Otro síntoma: beber cuando no planeaban hacerlo. A veces se trataba de tomarse un café, jugar futbol o asolearse en la playa. Al alcohólico le cuesta decir «no», «hoy no», «tengo cosas qué hacer». Esta incapacidad para beber sólo cuando está planeado, va de la mano de la irresponsabilidad.
«El fin es sagrado»
Un tercer síntoma es, en efecto, la interferencia con la vida. El alcohólico termina siendo disfuncional. Se trastorna la vida familiar, escolar y profesional.
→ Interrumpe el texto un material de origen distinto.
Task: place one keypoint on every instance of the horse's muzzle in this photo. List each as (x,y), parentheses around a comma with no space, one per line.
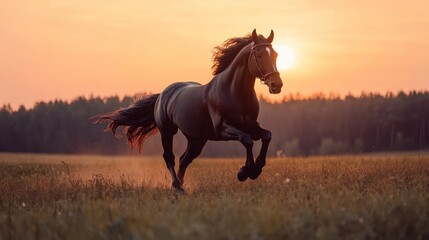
(275,86)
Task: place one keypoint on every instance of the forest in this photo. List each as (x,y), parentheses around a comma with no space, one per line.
(316,125)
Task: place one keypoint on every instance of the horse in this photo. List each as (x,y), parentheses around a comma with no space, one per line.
(224,109)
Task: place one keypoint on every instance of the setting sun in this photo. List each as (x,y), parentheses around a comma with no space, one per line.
(286,57)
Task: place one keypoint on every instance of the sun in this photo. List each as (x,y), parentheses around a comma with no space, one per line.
(285,58)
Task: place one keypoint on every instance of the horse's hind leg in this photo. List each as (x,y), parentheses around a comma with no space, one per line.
(167,145)
(193,150)
(265,136)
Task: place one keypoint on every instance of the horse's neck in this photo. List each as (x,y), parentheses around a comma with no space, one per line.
(237,77)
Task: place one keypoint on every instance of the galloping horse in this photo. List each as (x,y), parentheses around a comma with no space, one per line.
(224,109)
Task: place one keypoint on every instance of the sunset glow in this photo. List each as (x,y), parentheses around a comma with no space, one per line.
(64,49)
(285,58)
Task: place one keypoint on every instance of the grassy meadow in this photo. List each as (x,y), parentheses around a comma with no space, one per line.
(94,197)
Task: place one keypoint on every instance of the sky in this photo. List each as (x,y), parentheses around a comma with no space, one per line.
(65,49)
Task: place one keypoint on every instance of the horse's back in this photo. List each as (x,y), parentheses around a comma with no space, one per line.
(183,105)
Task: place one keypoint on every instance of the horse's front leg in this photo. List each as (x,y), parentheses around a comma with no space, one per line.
(230,132)
(265,136)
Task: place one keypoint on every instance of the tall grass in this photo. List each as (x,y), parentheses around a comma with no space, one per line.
(90,197)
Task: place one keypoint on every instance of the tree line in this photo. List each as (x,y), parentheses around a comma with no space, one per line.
(316,125)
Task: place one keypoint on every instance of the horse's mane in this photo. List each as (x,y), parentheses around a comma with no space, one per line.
(225,53)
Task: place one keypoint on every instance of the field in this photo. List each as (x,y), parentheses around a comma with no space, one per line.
(93,197)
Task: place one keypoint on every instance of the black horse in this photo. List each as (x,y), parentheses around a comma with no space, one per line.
(224,109)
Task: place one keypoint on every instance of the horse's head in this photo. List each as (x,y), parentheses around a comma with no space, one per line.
(262,62)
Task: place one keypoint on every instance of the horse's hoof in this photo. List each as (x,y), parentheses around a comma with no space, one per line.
(243,174)
(176,184)
(254,174)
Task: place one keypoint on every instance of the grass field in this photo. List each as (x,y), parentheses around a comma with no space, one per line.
(92,197)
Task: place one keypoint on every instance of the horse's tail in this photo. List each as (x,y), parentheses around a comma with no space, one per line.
(138,120)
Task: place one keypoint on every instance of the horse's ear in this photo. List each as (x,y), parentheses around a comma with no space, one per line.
(271,37)
(254,36)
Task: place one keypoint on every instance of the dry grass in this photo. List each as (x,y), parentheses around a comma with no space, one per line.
(90,197)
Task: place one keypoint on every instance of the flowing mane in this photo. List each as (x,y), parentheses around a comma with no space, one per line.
(225,53)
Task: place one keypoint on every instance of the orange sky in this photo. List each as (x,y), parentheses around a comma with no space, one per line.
(64,49)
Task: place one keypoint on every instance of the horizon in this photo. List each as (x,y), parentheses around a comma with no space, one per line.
(62,50)
(296,96)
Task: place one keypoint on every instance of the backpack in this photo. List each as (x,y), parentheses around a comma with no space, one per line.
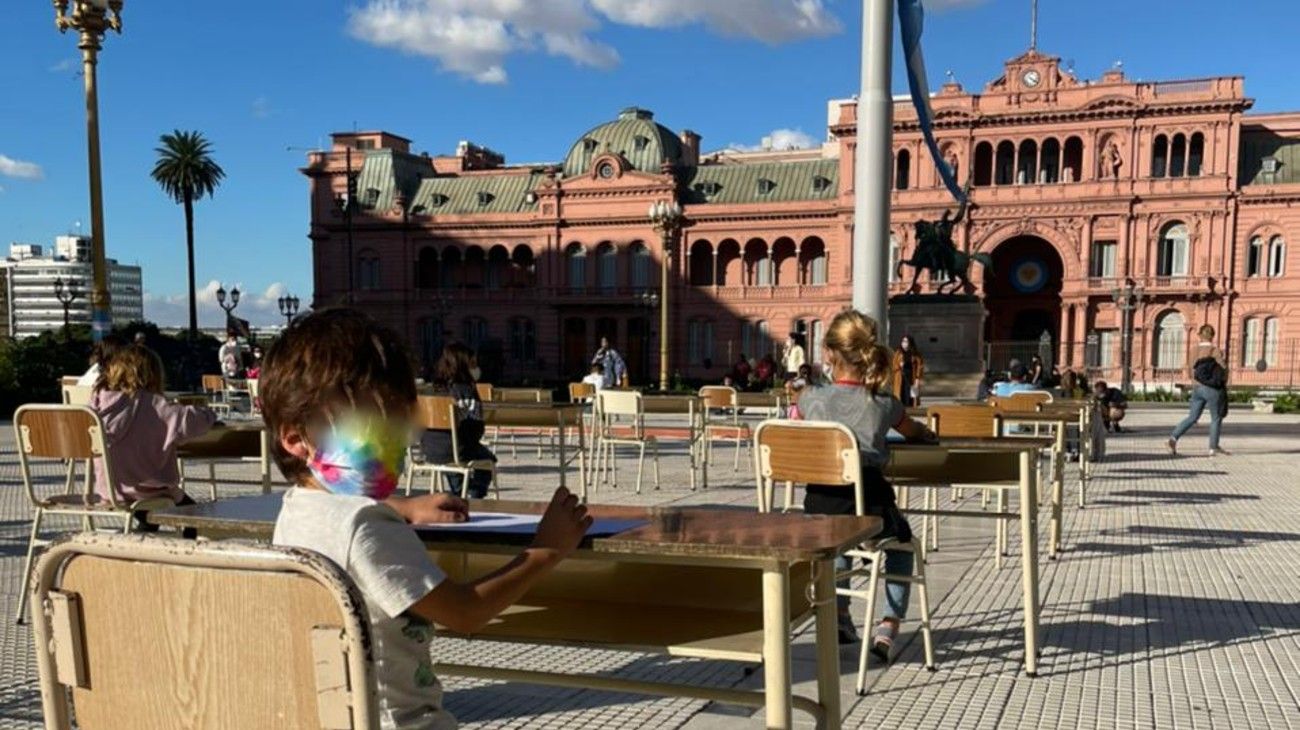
(1209,373)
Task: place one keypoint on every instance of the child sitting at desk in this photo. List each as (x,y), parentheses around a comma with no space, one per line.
(142,429)
(338,396)
(858,396)
(456,374)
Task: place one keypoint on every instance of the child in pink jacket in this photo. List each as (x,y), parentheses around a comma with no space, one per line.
(142,429)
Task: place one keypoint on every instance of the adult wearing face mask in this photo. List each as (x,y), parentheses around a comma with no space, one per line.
(456,374)
(230,356)
(909,366)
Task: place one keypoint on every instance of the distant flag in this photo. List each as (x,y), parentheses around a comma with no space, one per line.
(910,21)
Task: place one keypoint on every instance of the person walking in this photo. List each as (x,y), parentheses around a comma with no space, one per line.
(909,366)
(615,369)
(1210,373)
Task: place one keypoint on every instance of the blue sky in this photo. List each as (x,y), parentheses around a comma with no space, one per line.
(524,77)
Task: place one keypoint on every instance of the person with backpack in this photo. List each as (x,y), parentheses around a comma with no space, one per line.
(1210,392)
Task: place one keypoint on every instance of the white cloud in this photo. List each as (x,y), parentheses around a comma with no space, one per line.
(473,38)
(771,21)
(18,169)
(173,309)
(779,139)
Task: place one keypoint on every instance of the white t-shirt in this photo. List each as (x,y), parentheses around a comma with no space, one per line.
(389,564)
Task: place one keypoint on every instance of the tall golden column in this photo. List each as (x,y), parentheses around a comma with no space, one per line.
(92,20)
(666,217)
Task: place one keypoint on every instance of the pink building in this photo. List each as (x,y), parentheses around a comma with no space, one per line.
(1080,186)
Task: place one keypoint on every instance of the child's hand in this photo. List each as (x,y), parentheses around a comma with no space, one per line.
(563,526)
(425,509)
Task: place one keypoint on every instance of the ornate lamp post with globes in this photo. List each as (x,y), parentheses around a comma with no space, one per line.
(92,20)
(666,217)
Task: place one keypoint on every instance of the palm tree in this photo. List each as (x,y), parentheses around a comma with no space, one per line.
(186,172)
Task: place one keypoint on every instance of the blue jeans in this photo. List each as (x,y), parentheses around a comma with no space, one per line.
(1203,398)
(897,594)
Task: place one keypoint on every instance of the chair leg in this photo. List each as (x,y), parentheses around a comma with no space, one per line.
(26,565)
(923,594)
(872,589)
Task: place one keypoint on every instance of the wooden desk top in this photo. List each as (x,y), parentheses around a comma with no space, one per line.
(718,533)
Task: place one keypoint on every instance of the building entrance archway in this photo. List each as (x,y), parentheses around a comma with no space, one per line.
(1022,292)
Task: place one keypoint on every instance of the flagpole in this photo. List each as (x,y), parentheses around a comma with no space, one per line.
(871,165)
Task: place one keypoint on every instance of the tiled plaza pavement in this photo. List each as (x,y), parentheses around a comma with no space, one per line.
(1177,604)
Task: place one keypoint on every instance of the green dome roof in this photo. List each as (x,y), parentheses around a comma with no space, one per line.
(642,142)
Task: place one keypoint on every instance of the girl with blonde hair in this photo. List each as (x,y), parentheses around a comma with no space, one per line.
(859,396)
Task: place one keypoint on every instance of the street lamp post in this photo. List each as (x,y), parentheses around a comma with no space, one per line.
(1127,299)
(66,294)
(233,299)
(92,20)
(666,217)
(287,308)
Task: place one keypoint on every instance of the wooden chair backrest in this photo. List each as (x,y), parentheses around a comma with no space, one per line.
(807,452)
(436,412)
(168,633)
(718,396)
(619,403)
(969,421)
(59,431)
(581,392)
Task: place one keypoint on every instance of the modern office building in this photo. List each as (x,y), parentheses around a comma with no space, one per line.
(30,287)
(1083,190)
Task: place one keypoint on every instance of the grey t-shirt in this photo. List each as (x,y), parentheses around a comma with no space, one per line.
(389,564)
(869,416)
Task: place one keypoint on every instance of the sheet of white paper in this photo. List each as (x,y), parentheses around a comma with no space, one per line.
(495,522)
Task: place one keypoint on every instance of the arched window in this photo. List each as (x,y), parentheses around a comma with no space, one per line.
(1004,168)
(640,256)
(450,268)
(1270,342)
(523,339)
(1195,155)
(701,264)
(1171,256)
(700,342)
(475,274)
(427,268)
(498,266)
(1277,256)
(475,333)
(902,169)
(1158,156)
(1071,164)
(1249,343)
(1049,166)
(895,256)
(983,164)
(1178,156)
(576,259)
(1255,257)
(1170,347)
(813,250)
(606,266)
(523,266)
(367,270)
(1027,166)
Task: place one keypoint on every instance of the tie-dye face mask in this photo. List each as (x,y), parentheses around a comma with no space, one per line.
(360,455)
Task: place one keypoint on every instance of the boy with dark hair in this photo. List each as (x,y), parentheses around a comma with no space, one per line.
(338,394)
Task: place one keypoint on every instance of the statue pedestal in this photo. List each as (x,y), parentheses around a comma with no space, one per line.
(948,330)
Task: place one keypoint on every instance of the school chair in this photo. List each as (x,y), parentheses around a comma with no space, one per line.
(68,433)
(824,452)
(150,631)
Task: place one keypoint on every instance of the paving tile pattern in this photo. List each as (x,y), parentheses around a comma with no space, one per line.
(1175,604)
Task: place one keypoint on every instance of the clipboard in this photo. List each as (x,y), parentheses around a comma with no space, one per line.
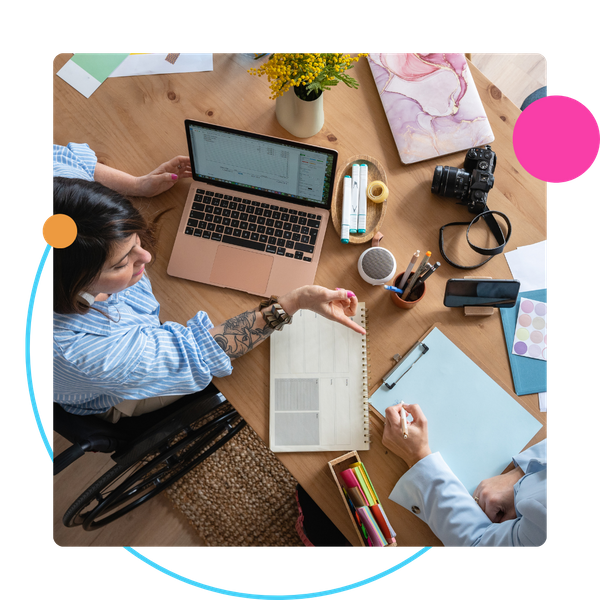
(474,422)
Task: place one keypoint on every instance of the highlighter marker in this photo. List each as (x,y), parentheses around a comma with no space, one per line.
(345,236)
(354,196)
(362,199)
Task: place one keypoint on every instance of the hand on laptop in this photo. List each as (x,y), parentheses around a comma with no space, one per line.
(160,180)
(164,177)
(337,305)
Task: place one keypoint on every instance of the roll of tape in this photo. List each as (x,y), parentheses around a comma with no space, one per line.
(377,191)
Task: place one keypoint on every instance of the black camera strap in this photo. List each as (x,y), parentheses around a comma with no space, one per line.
(488,217)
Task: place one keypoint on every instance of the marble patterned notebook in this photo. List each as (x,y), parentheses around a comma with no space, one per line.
(431,102)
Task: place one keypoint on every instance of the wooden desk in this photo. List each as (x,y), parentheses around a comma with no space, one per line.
(136,123)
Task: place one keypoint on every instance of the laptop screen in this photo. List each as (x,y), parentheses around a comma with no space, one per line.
(262,165)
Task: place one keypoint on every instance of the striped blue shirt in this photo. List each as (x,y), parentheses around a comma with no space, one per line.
(97,362)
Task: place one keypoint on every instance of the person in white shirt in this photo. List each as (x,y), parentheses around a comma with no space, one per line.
(509,511)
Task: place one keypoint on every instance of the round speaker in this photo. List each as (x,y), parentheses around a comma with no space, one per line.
(376,265)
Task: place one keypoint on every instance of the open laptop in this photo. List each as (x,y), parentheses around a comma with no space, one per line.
(256,213)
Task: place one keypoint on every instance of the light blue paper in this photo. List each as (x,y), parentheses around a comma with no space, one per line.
(472,421)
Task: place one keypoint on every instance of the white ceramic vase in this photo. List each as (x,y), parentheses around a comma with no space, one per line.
(301,118)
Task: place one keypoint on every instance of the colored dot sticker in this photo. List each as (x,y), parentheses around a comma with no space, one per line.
(58,231)
(532,337)
(557,139)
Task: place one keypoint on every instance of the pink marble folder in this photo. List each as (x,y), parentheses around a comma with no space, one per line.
(431,102)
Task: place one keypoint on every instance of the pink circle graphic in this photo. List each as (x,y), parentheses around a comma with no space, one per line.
(557,139)
(526,305)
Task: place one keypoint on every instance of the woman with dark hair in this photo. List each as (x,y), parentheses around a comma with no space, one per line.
(111,356)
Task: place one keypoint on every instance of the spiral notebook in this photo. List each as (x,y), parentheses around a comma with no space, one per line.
(319,389)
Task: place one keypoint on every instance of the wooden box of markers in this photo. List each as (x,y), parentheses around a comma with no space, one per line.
(342,463)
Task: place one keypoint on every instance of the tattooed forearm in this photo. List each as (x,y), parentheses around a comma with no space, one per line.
(241,333)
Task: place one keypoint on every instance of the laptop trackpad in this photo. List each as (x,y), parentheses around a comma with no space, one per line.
(240,270)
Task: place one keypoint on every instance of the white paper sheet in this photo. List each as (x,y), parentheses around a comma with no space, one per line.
(154,62)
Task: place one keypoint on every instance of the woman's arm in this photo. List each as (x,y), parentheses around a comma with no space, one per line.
(160,180)
(238,335)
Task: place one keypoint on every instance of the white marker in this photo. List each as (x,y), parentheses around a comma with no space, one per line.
(354,196)
(362,199)
(345,237)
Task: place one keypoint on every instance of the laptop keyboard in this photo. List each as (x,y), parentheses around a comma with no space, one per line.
(256,225)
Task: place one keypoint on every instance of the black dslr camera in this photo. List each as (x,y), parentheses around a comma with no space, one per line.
(471,184)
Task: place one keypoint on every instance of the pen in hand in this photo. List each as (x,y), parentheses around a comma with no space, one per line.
(403,420)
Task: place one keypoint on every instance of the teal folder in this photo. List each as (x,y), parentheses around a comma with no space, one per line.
(473,422)
(530,375)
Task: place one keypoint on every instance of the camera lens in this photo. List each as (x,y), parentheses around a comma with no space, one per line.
(450,182)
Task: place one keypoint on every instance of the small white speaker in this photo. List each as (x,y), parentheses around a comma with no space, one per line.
(376,265)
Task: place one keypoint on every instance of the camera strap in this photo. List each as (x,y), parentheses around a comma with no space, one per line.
(488,217)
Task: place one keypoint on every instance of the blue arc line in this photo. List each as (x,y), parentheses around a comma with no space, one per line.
(26,351)
(235,593)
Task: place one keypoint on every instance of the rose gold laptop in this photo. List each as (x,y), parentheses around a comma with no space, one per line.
(256,213)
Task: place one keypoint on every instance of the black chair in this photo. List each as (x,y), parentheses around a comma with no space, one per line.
(151,451)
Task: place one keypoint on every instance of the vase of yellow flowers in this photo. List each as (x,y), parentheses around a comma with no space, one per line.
(298,79)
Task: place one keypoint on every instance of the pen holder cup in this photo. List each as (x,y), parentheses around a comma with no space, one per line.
(416,294)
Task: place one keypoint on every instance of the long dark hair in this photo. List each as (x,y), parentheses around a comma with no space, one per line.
(103,218)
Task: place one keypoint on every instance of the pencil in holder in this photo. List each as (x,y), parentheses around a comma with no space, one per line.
(413,298)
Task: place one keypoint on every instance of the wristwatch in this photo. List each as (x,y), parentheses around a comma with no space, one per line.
(275,317)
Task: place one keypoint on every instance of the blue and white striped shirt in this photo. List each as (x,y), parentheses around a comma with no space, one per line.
(98,362)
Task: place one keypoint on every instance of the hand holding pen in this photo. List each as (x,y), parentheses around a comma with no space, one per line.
(416,444)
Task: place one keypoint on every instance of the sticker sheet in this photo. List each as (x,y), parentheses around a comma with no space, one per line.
(532,333)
De ordinario, el muchacho no dejará los estudios por «borracho», pero la fiesta del jueves (el jue-bebes) ya es un tipo de interferencia. ¿Quién puede rendir en una clase de siete de la mañana si horas antes bailaba con un vaso en la mano?
El bajo rendimiento de algunos adolescentes se explica por el poco tiempo que dedican a la escuela el fin de semana: «el fin es sagrado», lo que significa: «el fin es para embriagarse». La disfuncionalidad se refleja también en los comportamientos sexuales: algunas jóvenes no pretendían dormir con un desconocido la noche del viernes, pero los tragos les cambiaron la perspectiva.
Un cuarto síntoma: como hay que beber grandes dosis se requieren «ayudas» para aguantar. Las bebidas inteligentes, llenas de cafeínas, vitaminas y otros estimulantes, sirven para reanimar cuando el cuerpo ya no aguanta. El alcohol deprime el sistema nervioso y, por eso hacen falta los estimulantes: desde el café hasta las «tachas».
Es frecuente que el alcohólico intente controlar su manera de beber cambiando de una bebida a otra, digamos de tequila a cerveza o de cubas a vinos. En espacios donde la bebida es controlada, el alcohólico intenta conseguir tragos extras.
Falsa madurez
Otro síntoma grave son las llamadas «lagunas mentales», durante las cuales continuamos en actividad sin recordar después lo que hicimos. Son indicio de daño severo en la persona. Hay que añadir el síndrome de abstinencia: el organismo requiere físicamente del alcohol y si se corta la dosis, se presenta un auténtico malestar físico.
De ordinario, al alcoholismo se llega por una pendiente tenue, imperceptible para el iniciado y para quienes le rodean. El adolescente que se pone su primera borrachera no es un alcohólico, pero está claro que las primeras relaciones con el alcohol son determinantes. El alcohol nos hace sentir bien. A veces, incluso, un poco inteligentes. Nos libera de presiones, algo que le sobra al adolescente.
Además, en sociedades como la norteamericana y la mexicana, el alcohol es un paso a la mayoría de edad; mientras que en España y en Italia no es un parte aguas, ni un rito de iniciación sino parte de la vida diaria (se vende cerveza en las universidades); en Alemania la edad legal para beber públicamente es a los 16 años. En México hace falta presentar la cartilla, y en Estados Unidos se necesitan los ridículos 21 años para beber. Estas prohibiciones alientan su consumo y lo vuelven un falso símbolo de madurez.
Como tantas otras cosas, la educación en el alcohol debe comenzar en la familia, siempre será mejor que hacerlo a escondidas o en la oscuridad de un antro.